Why freeze your embryos?
There are a few reasons behind egg freezing. During IVF, frozen embryos are perfect for future use. This process reduces the need for excess hormone medication. Today, frozen embryos also help single women or couples start families at a later time. And in some cases, the process helps delay pregnancy for medical reasons and helps same-sex couples start a family through surrogacy.
What is preimplantation genetic testing anyway?

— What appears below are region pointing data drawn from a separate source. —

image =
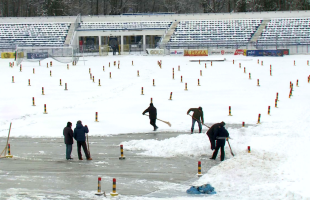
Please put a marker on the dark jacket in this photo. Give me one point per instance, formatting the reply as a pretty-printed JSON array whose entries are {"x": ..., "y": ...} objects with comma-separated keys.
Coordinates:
[
  {"x": 197, "y": 114},
  {"x": 222, "y": 132},
  {"x": 152, "y": 112},
  {"x": 68, "y": 133},
  {"x": 79, "y": 132},
  {"x": 213, "y": 130}
]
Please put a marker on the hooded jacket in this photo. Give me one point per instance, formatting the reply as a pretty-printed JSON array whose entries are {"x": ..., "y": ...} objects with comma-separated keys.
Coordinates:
[
  {"x": 197, "y": 114},
  {"x": 152, "y": 112},
  {"x": 68, "y": 133},
  {"x": 79, "y": 132}
]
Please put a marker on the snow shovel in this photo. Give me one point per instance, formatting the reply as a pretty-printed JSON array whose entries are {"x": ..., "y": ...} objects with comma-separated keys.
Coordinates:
[
  {"x": 198, "y": 121},
  {"x": 168, "y": 123},
  {"x": 230, "y": 148}
]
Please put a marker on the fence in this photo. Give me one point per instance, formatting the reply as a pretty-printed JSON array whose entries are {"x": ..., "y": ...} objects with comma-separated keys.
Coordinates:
[{"x": 93, "y": 50}]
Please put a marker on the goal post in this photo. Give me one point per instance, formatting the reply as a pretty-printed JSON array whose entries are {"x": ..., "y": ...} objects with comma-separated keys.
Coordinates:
[{"x": 33, "y": 54}]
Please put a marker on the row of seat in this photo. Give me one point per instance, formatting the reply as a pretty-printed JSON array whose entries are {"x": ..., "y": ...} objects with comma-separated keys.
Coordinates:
[
  {"x": 28, "y": 34},
  {"x": 286, "y": 31},
  {"x": 125, "y": 25},
  {"x": 208, "y": 31}
]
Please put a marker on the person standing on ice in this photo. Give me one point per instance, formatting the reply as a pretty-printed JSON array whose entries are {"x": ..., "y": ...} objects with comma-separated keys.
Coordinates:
[
  {"x": 152, "y": 115},
  {"x": 79, "y": 136},
  {"x": 212, "y": 132},
  {"x": 68, "y": 134},
  {"x": 221, "y": 136},
  {"x": 198, "y": 113}
]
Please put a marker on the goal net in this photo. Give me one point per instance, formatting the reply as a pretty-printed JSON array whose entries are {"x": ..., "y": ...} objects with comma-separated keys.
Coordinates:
[{"x": 35, "y": 54}]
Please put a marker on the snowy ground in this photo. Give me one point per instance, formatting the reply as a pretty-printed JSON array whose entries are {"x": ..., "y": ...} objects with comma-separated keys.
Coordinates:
[{"x": 276, "y": 168}]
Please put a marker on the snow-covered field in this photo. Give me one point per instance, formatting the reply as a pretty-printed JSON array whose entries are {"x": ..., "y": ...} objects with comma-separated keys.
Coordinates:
[{"x": 276, "y": 168}]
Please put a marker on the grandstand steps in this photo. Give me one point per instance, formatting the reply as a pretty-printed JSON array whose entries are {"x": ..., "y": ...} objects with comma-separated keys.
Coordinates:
[
  {"x": 169, "y": 33},
  {"x": 259, "y": 31},
  {"x": 70, "y": 34}
]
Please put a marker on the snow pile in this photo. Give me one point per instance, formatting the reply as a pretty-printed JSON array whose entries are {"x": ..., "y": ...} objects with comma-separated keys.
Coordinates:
[{"x": 276, "y": 168}]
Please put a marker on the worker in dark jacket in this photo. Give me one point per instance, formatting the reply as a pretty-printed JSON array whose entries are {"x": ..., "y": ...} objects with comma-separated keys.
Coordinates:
[
  {"x": 68, "y": 134},
  {"x": 198, "y": 113},
  {"x": 213, "y": 131},
  {"x": 221, "y": 137},
  {"x": 79, "y": 136},
  {"x": 152, "y": 115}
]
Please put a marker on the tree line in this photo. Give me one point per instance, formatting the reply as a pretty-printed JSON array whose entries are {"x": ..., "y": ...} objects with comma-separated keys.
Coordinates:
[{"x": 32, "y": 8}]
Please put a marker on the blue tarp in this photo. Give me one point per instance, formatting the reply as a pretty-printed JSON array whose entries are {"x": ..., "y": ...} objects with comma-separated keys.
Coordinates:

When a sperm and egg combine to form a healthy embryo, there must be 46 chromosomes. Some fail to meet this requirement, meaning the pregnancy can fail. If the pregnancy succeeds, the baby can inherit genetic diseases. Preimplantation genetic testing is a process to verify if the embryo is healthy before implantation. This test checks for the correct number of chromosomes and hundreds of possible genetic conditions. To complete the test, a clinic takes a sample from the embryo for genetic testing under a microscope. With PGT, the clinic chooses the healthiest possible embryos for implantation.
Benefits of frozen embryo preimplantation genetic testing
Preimplantation genetic testing has a few fantastic benefits. For starters, PGT reduces miscarriages, particularly the chances of miscarriage in mothers over 40. By choosing the best for implantation, fewer cycles of IVF are necessary. Reduced cycles can lead to saved time, money, and emotional strain. One crucial part of the screening is to avoid passing on genetic conditions to the child. Overall, adding the step increases the success rate of assisted reproductive technologies (ART).
Potential results of PGT
If a patient is considering this type of testing, there will be 3 possible scenarios. The hope is that the tested embryos are normal or euploid. Euploid means healthy cells with the expected number of chromosomes. Another scenario is that the embryo is abnormal or aneuploid. Aneuploid means a missing chromosome pair, extra chromosomes, or only one pair of a particular chromosome. Finally, there could be a mixed or mosaic result with both normal and abnormal cells. These have a lower chance of success but can create a healthy baby.
Are there any risks?
No medical process is perfect, and PGT is no different. The cells are sensitive, and damage during the biopsy is a common risk. This testing increases the risk of not all the embryos becoming blastocysts, leading to a failed pregnancy. However, clinics have improved the quality of the test, so the rates of damaged have reduced significantly. Another risk could be the quality of the results if the clinic does not use up-to-date technology. Make sure to ask the clinic about success rates with PGT.
PGT could be a game-changer
Frozen embryos help on multiple fronts. The process improves the efficiency of IVF cycles. And for fertile women choosing to delay pregnancy, a frozen embryo increases the success rate. If the IVF cycles or FET fails, preimplantation genetic testing can help. The process is harmless and could be the difference between success and failure. Speak with a fertility specialist to cover any concerns.